Другим лектором, чьи лекции Альфред, а поначалу и Георг, посещал, был профессор Викторес, высокий широкоплечий господин с проседью в волосах, красивый мужчина, несмотря на свой почтенный возраст державшийся безупречно, почти спортивно. Одевался он для человека своей профессии и положения подчеркнуто свободно, носил вещи, сшитые по лучшим правилам портновского искусства, даже несколько франтоватые. Однако это нисколько не портило его степенный облик. Держался он всегда подчеркнуто прямо. Он окружал себя некоторым флером современного и динамичного человека. Помимо его научных познаний и дара воображения этому способствовала и его речь, то, как он читал лекции и участвовал в дебатах. Говорил он просто и элегантно, порой не без подковырки, иногда допуская простонародные выражения. Преподавал он национальную экономику.
Он, к примеру, рассказывал, как из первичной сельскохозяйственной продукции и длительных процессов ремесленной обработки в конце концов возникало мануфактурное производство, а затем — современная высокопроизводительная промышленность. Или о том, как соотносится общество с ограниченной ответственностью с глобальным акционерным обществом. Он обнаруживал при этом гигантские запасы знания, разложенные по основным и дополнительным пунктам, прибегал к аксиомам и сентенциям, к неопровержимым истинам и небрежно вплетаемым в лекцию остроумным изречениям, весьма развлекавшим публику, — да, мировой дух может позволить себе иногда пошутить! Профессор Викторес обладал способностью пробудить в своих слушателях и горячий интерес, и восторг, возникающие при вдруг открывающихся им истинах и взаимосвязях. Он раскрывал им взаимосвязи биржи, капитала и политики, или же громко возвещал с кафедры: «Рынок, и ничто кроме рынка есть то место, где творится жизнь!»

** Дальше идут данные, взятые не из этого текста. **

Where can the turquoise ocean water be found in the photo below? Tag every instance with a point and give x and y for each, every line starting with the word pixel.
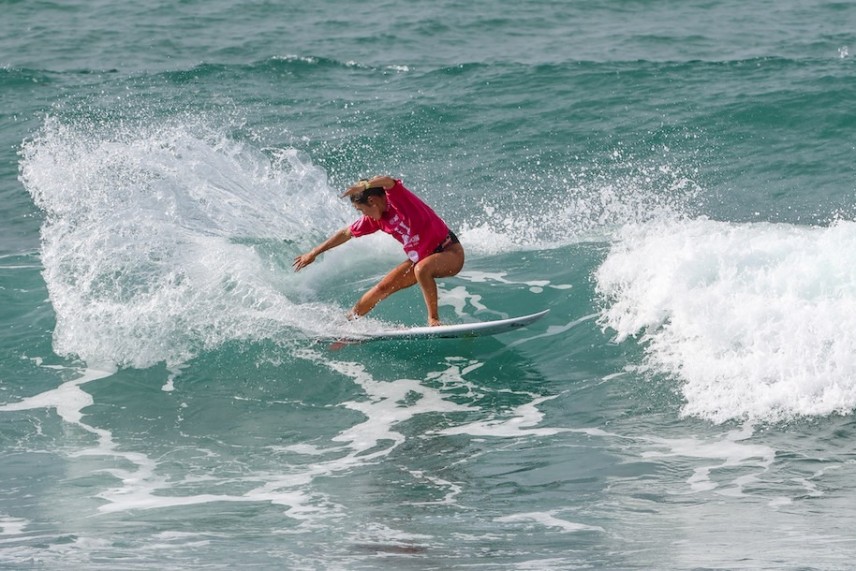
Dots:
pixel 673 180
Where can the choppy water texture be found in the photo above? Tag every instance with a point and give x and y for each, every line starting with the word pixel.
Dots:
pixel 674 181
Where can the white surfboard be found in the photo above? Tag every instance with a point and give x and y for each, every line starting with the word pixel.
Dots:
pixel 448 331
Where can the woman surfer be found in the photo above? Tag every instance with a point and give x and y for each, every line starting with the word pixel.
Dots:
pixel 433 251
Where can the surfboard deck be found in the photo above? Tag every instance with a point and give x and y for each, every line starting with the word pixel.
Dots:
pixel 455 331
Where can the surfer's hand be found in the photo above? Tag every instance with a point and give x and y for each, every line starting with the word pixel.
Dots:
pixel 302 261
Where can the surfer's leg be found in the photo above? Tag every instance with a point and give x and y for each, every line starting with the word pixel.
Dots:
pixel 400 277
pixel 441 265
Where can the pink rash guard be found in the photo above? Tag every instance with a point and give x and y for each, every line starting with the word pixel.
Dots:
pixel 408 220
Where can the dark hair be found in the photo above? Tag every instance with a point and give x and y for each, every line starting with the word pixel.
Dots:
pixel 363 197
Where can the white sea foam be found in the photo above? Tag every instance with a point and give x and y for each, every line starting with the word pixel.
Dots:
pixel 548 519
pixel 758 321
pixel 584 205
pixel 161 241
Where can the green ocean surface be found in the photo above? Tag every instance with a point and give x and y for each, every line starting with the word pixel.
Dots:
pixel 674 181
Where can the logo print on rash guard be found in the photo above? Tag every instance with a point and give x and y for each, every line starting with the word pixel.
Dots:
pixel 398 226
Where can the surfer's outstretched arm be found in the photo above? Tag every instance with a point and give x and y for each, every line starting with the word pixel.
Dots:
pixel 336 239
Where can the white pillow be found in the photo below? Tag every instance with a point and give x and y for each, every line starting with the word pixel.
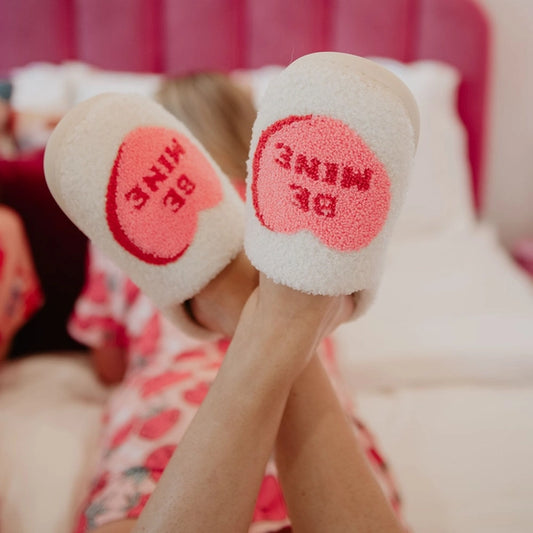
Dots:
pixel 438 198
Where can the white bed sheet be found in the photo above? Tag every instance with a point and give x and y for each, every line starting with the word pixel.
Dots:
pixel 452 308
pixel 462 455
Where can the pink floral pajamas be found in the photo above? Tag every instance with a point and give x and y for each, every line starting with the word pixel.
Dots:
pixel 167 378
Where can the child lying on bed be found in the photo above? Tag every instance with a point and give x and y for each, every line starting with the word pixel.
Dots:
pixel 277 386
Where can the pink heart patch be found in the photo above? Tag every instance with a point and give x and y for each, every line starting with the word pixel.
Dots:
pixel 314 173
pixel 159 183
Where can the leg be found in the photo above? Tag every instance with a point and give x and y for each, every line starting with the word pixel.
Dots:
pixel 213 478
pixel 327 482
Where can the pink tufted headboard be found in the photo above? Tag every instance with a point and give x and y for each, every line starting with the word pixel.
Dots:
pixel 176 36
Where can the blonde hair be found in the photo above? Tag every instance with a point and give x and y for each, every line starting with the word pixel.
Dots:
pixel 218 112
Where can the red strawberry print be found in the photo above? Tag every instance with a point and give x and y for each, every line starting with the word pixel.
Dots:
pixel 197 394
pixel 100 485
pixel 134 512
pixel 122 434
pixel 158 383
pixel 157 461
pixel 159 424
pixel 270 504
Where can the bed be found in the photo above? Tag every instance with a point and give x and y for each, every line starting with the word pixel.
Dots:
pixel 441 367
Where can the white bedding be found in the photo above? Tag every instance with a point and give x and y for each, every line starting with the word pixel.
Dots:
pixel 452 309
pixel 462 455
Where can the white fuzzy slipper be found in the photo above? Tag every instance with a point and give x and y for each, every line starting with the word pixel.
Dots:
pixel 137 183
pixel 331 150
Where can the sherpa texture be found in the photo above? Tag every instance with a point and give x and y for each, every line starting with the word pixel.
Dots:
pixel 331 150
pixel 137 183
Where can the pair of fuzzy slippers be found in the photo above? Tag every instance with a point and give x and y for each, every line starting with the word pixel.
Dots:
pixel 331 149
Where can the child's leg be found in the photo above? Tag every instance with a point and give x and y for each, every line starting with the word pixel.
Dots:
pixel 212 481
pixel 326 479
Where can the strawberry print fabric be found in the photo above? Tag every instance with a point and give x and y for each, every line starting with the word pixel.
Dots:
pixel 20 290
pixel 168 377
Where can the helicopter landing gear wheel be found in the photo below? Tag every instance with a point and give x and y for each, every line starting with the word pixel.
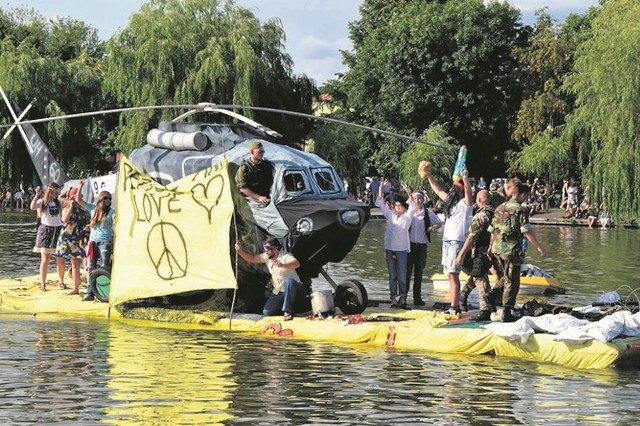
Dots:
pixel 351 297
pixel 100 282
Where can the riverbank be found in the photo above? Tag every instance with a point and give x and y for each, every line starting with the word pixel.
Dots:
pixel 549 217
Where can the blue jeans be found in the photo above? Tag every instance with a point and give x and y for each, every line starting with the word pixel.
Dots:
pixel 101 257
pixel 286 300
pixel 417 259
pixel 397 266
pixel 101 254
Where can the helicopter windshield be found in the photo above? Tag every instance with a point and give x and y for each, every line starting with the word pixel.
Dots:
pixel 325 180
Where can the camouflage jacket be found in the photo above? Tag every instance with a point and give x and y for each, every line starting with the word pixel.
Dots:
pixel 478 230
pixel 510 223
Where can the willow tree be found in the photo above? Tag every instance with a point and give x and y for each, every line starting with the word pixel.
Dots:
pixel 190 51
pixel 605 121
pixel 442 158
pixel 417 62
pixel 59 63
pixel 546 62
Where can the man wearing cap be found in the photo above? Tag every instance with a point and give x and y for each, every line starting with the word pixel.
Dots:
pixel 288 291
pixel 422 223
pixel 510 223
pixel 255 175
pixel 458 209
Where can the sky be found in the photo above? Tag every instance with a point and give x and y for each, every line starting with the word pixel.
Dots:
pixel 316 30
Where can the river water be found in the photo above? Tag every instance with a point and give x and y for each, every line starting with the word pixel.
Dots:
pixel 83 371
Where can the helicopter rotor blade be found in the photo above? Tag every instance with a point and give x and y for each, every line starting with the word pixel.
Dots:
pixel 202 106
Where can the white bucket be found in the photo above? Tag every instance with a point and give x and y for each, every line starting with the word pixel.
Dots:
pixel 322 302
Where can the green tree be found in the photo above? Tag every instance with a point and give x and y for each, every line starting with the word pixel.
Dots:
pixel 59 63
pixel 442 160
pixel 419 62
pixel 187 51
pixel 605 123
pixel 546 62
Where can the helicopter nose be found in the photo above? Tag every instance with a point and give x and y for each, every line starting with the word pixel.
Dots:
pixel 350 217
pixel 304 225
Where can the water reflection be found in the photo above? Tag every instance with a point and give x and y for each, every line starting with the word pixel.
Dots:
pixel 121 373
pixel 168 375
pixel 55 369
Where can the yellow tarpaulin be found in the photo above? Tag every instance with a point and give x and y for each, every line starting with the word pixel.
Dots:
pixel 171 239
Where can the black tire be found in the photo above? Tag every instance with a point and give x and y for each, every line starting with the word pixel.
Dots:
pixel 351 297
pixel 100 282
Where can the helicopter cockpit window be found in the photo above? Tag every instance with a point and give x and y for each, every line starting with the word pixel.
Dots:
pixel 295 182
pixel 325 180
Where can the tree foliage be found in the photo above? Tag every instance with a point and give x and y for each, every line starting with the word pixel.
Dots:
pixel 418 62
pixel 546 62
pixel 605 123
pixel 187 51
pixel 442 160
pixel 59 63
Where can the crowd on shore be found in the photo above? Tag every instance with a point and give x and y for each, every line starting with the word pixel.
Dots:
pixel 71 229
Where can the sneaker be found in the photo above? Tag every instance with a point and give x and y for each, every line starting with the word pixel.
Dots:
pixel 454 311
pixel 482 316
pixel 507 316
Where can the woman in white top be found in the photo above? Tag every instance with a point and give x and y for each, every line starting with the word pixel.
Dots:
pixel 423 222
pixel 49 209
pixel 396 243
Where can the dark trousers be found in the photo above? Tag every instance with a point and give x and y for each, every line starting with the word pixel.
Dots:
pixel 285 301
pixel 508 271
pixel 416 262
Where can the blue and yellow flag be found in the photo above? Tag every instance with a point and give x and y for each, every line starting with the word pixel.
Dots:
pixel 171 239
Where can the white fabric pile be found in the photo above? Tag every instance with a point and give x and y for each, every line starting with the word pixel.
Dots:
pixel 568 328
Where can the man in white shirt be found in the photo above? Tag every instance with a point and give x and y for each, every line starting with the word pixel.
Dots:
pixel 458 210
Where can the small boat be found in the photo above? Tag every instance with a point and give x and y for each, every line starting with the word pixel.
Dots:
pixel 534 281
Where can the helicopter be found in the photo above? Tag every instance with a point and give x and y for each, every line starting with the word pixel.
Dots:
pixel 309 211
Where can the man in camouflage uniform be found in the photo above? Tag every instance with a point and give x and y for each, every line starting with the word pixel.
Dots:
pixel 510 223
pixel 478 241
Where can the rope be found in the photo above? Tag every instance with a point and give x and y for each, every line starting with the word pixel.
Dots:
pixel 235 290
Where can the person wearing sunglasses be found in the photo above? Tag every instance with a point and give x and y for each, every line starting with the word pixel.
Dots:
pixel 288 291
pixel 101 236
pixel 255 175
pixel 399 214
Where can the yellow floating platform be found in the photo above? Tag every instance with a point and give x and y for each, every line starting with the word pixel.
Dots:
pixel 530 286
pixel 412 330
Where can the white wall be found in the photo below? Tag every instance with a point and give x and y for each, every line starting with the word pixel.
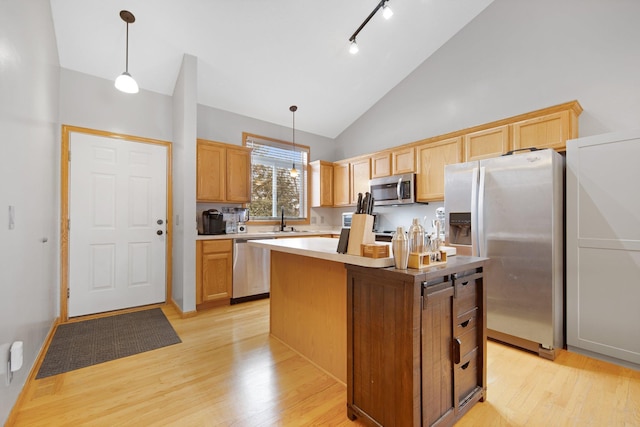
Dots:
pixel 224 126
pixel 29 182
pixel 516 56
pixel 94 103
pixel 184 186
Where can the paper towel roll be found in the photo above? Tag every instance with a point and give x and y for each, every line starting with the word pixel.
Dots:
pixel 16 355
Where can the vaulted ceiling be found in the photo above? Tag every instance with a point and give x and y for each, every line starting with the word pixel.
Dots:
pixel 258 57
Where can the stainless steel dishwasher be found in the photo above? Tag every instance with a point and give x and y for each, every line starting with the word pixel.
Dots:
pixel 251 271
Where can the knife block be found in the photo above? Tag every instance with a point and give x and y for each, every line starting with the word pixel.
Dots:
pixel 361 233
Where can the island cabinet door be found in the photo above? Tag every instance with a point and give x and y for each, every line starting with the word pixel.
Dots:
pixel 383 347
pixel 438 401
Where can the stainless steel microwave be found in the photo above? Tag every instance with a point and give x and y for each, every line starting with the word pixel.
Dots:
pixel 394 190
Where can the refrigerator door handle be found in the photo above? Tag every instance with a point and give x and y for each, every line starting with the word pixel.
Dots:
pixel 474 211
pixel 481 237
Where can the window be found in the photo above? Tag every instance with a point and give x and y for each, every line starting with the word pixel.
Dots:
pixel 272 187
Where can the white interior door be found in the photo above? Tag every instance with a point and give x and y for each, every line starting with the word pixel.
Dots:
pixel 117 234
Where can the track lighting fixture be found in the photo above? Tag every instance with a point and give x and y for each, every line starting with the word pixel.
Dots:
pixel 294 172
pixel 353 49
pixel 124 82
pixel 386 12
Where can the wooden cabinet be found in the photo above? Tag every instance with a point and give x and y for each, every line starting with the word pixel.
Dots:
pixel 416 343
pixel 486 143
pixel 360 174
pixel 549 131
pixel 238 175
pixel 381 164
pixel 545 128
pixel 223 172
pixel 350 177
pixel 214 272
pixel 321 184
pixel 341 184
pixel 393 162
pixel 432 158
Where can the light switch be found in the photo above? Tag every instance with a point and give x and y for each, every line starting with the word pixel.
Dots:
pixel 12 219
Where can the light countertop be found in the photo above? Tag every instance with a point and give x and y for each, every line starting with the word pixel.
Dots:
pixel 322 248
pixel 267 234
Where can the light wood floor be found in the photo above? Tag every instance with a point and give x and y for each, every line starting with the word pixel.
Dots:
pixel 229 372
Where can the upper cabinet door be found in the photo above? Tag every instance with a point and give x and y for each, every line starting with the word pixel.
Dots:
pixel 360 176
pixel 550 131
pixel 321 184
pixel 210 172
pixel 239 175
pixel 486 143
pixel 341 184
pixel 432 158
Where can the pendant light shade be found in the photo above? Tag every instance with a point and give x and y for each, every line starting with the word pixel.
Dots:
pixel 125 83
pixel 294 172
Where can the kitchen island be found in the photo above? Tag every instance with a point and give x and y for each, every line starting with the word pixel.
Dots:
pixel 409 344
pixel 309 298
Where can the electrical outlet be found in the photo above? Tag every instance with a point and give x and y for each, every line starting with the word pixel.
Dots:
pixel 12 217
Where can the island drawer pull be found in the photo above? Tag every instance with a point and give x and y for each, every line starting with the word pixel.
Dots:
pixel 456 350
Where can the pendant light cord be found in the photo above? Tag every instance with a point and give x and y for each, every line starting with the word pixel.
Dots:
pixel 126 66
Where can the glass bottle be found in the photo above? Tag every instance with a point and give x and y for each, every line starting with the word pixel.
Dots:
pixel 400 248
pixel 416 237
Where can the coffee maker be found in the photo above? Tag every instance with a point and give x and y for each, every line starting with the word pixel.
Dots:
pixel 212 222
pixel 242 215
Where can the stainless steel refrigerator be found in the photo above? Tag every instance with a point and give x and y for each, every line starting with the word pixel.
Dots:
pixel 510 210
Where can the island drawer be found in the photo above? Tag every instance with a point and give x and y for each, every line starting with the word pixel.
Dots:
pixel 465 291
pixel 467 342
pixel 466 320
pixel 466 376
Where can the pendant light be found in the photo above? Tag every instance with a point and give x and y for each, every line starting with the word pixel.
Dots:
pixel 125 83
pixel 294 172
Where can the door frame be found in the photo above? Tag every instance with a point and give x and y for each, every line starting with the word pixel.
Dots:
pixel 64 208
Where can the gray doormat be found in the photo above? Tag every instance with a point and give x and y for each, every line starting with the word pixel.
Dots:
pixel 89 342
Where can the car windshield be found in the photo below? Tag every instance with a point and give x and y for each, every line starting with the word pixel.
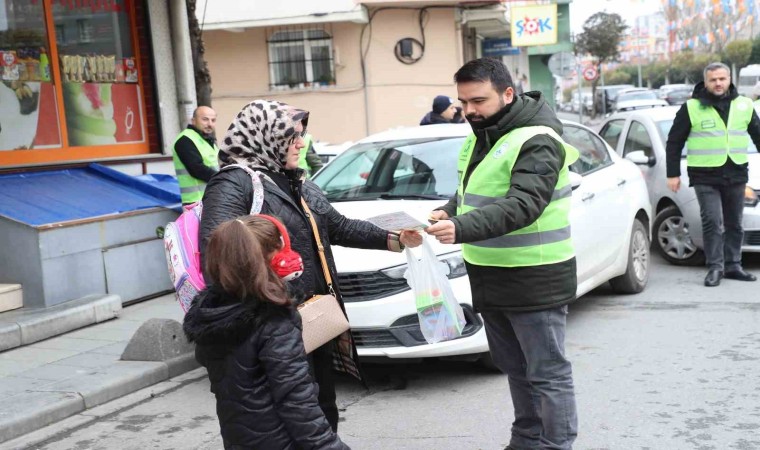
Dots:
pixel 410 168
pixel 643 95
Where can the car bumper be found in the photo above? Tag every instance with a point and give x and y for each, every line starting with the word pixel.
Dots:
pixel 388 327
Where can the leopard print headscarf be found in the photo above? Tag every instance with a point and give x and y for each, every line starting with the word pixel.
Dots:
pixel 260 135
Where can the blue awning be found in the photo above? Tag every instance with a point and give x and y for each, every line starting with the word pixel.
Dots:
pixel 48 197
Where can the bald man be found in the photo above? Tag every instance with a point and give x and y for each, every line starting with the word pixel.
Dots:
pixel 195 155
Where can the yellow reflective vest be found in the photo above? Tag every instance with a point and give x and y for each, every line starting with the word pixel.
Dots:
pixel 545 241
pixel 711 142
pixel 191 189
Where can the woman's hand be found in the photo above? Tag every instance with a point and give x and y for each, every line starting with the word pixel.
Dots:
pixel 410 238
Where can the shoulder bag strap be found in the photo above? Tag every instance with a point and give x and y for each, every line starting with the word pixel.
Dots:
pixel 320 247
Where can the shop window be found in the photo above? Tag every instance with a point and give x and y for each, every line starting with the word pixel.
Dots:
pixel 300 59
pixel 28 105
pixel 99 73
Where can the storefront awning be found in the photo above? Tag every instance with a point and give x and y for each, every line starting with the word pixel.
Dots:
pixel 236 16
pixel 56 196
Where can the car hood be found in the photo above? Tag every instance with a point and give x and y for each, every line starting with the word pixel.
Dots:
pixel 754 170
pixel 359 260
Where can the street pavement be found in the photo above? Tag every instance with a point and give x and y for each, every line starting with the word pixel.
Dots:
pixel 674 367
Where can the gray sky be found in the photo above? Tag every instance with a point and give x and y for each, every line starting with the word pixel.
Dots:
pixel 580 10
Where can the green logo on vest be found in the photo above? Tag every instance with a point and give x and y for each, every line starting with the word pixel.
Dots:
pixel 708 124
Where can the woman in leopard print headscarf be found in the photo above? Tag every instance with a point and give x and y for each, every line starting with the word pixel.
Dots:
pixel 267 136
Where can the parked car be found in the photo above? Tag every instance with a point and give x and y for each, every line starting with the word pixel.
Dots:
pixel 678 96
pixel 604 96
pixel 415 170
pixel 662 92
pixel 636 98
pixel 640 136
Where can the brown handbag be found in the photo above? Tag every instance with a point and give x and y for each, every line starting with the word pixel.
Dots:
pixel 321 316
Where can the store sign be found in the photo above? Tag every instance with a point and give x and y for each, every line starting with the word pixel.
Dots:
pixel 92 5
pixel 499 47
pixel 534 25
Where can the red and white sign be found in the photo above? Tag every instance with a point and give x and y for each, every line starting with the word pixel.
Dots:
pixel 590 73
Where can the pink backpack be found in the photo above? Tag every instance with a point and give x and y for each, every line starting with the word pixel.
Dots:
pixel 182 244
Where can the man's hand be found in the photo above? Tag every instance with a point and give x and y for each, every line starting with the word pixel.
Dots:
pixel 437 215
pixel 410 238
pixel 674 183
pixel 443 230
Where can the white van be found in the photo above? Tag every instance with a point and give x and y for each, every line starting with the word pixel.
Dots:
pixel 749 81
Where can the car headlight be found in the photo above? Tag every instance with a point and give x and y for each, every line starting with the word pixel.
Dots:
pixel 452 266
pixel 750 197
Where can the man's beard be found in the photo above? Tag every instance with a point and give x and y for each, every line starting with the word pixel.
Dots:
pixel 478 118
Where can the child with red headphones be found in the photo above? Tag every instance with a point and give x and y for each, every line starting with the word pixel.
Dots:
pixel 248 336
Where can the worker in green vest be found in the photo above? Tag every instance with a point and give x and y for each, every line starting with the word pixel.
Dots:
pixel 511 215
pixel 308 159
pixel 195 155
pixel 716 125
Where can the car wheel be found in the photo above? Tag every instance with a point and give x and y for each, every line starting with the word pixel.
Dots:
pixel 636 275
pixel 672 239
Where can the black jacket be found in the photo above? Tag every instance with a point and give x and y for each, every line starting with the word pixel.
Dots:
pixel 265 396
pixel 191 157
pixel 533 179
pixel 229 194
pixel 730 172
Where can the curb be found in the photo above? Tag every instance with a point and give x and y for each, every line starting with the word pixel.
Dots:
pixel 35 409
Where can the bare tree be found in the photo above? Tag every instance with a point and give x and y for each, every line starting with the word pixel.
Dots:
pixel 202 74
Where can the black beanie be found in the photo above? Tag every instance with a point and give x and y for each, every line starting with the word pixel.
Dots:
pixel 441 103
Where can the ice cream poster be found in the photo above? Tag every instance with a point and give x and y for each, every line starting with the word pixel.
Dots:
pixel 103 113
pixel 28 116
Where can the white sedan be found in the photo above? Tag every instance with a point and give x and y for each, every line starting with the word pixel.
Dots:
pixel 415 170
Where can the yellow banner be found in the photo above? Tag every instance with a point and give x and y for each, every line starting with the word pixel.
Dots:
pixel 534 25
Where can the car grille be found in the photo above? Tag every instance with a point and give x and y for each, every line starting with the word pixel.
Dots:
pixel 364 286
pixel 752 238
pixel 405 332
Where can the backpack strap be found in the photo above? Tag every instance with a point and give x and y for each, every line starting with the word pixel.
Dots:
pixel 258 188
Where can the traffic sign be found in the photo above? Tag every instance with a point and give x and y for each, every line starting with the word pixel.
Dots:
pixel 590 73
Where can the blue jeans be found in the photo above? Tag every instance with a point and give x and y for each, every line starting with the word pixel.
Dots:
pixel 721 209
pixel 530 348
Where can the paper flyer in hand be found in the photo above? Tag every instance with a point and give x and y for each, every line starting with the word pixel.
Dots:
pixel 397 221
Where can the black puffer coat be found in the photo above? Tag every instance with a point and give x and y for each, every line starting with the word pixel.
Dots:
pixel 229 194
pixel 265 396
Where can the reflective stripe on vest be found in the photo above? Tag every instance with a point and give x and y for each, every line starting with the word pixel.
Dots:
pixel 191 189
pixel 711 142
pixel 302 163
pixel 545 241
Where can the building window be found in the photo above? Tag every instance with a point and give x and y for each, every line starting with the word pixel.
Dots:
pixel 300 59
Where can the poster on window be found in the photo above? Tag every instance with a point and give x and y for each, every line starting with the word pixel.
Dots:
pixel 28 115
pixel 103 113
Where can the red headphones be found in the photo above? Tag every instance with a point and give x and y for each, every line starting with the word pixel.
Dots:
pixel 286 263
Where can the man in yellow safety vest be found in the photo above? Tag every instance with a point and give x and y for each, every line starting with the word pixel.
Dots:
pixel 195 155
pixel 716 125
pixel 511 215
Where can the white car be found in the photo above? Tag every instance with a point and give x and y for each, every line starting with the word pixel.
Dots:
pixel 415 170
pixel 677 232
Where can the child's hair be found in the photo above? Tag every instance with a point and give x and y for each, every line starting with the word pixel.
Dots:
pixel 237 259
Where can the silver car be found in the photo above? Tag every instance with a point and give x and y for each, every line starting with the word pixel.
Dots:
pixel 640 136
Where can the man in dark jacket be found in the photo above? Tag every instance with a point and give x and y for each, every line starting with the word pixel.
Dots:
pixel 522 270
pixel 195 154
pixel 443 111
pixel 716 143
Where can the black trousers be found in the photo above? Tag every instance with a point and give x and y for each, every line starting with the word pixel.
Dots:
pixel 321 363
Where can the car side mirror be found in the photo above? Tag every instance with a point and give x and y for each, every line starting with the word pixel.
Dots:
pixel 575 180
pixel 640 158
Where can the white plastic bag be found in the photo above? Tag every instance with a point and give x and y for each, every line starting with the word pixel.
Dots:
pixel 441 317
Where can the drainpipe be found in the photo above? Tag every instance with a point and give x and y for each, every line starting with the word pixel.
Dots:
pixel 183 61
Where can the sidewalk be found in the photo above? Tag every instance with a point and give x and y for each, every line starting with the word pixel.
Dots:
pixel 50 380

В общем и целом он производил освежающее и бодрящее воздействие на души своих слушателей, укреплял их умы благодаря тому, что никогда не допускал сомнения в том, что помимо представленных им моделей и образцов мироустройства мыслимо что-либо другое. Его представления о мире были всеохватны и телеологичны, они простирались до последних пределов, до пределов мира, и таким образом внедрялись в умы и души студентов.